Language Reference

Grackle supports many, but not all, features of the LLVM intermediate language. We have focused our efforts on supporting LLVM code that is generated from idiomatic C via the clang compiler. NOTE that Grackle currently only supports bitcode produced by the 3.6.* versions of LLVM/clang.

Basic Use

Grackle expects LLVM code to be provided as in the binary bitcode format used by LLVM tools, as a single linked file. For a simple C project, such a bitcode file can be produced and simulated using the following recipe:

clang -c -emit-llvm -g ${C_SOURCES}
llvm-link -o main.bc ${BC_OBJS}
grackle main.bc

Grackle expects to find a defined symbol named main which takes no arguments and returns an int. It will simulate the function to completion and set the return value of the main function as it’s exit code before exiting.

Grackle executes an abbreviated C startup routine. Global variables will be allocated and set to their initial values; but other ordinary pre-main startup procedures – such as automatically running functions with __attribute__((constructor)) – will not be performed. Likewise, post-main shutdown procedures are not performed.

Language Support Summary

The following LLVM language features are supported:

  • Function definitions, calls and returns via the standard C calling convention. This includes calls to varargs functions. (However, the instructions and intrinsics needed to implement varargs functions are not yet supported).
  • Standard control flow, including jumps, conditional jumps, switches, calls and returns. Calls both to statically-known addresses and to function pointers are supported.
  • Machine-word integer types, including the usual collection of 8, 16, 32 and 64-bit signed and unsigned integer types. The usual collection of signed, unsigned, bitwise and comparison operators are all implemented.
  • The basic floating point arithmetic types, float and double, including their usual arithmetic operators. However, note that all floating-point computation in Grackle is abstracted to infinite precision rational arithmetic, and floating-point values are interpreted as real numbers when queries are made to solvers with an appropriate real-number theory.
  • C aggregate types (arrays, unions, structs) are fully supported.
  • Global-, heap- and stack-allocated memory.

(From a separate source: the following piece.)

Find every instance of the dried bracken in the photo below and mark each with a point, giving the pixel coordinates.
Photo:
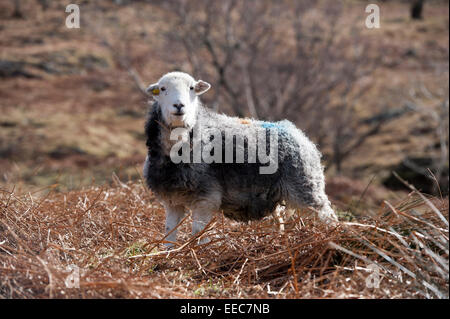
(112, 237)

Grackle will strictly track allocation boundaries and lifetimes and will explicitly fail if out-of-bounds memory accesses or illegal pointer arithmetic is performed.
  • If compiled with debugging symbols, the simulator will report source files and locations when printing errors.

The following LLVM features are unsupported, or only partially supported:

  • Vector types and SIMD instructions. Basic vector types and operations are supported, but somewhat inconsistently. Some operations which are intended to work componentwise on vector values are implemented only for scalar arguments.
  • Computed jumps/gotos. Supporting these would require nontrivial extensions to Grackle and are quite rare, except in very specific circumstances (code for interpeters and VMs).
  • Limited support for converting pointers to/from integer values. Pointers in Grackle are more than just integer bit-patterns, and cannot be fully converted. There is limited support for casting to/from integers in order to support certain patterns of computed addresses that cannot be easily expressed as a getelementpointer instruction. However, the operations that can be performed on pointers are limited to the following: subtracting two non-null pointers from the same live allocation to get an offset value; and adding integer offsets to a live non-null pointers. One cannot, for example, use the XOR trick for implementing doubly-linked lists with a single machine word because the full range of integer operations are not defined on pointers.
  • LLVM instructions and intrinsics for accessing varargs are not currently implemented.
  • LLVM instructions for throwing and catching exceptions are not supported; currently there are no plans to support exceptions. Likewise, the nonlocal control operators setjmp() and longjmp() are not supported, and probably will not be.
  • Most of the standard C library is not currently implemented, but individual pieces may be easy to support in the future. Many LLVM intrinsics are also not currently supported, but can be added on an as-needed basis.
  • Multithreaded code is not supported, including atomic memory access primitives and thread-local storage.
  • Inline assembly is not supported.
  • All function and parameter attributes are ignored.
  • Function prefix and prologue data are not supported.
  • Garbage-collection intrinsics are not supported.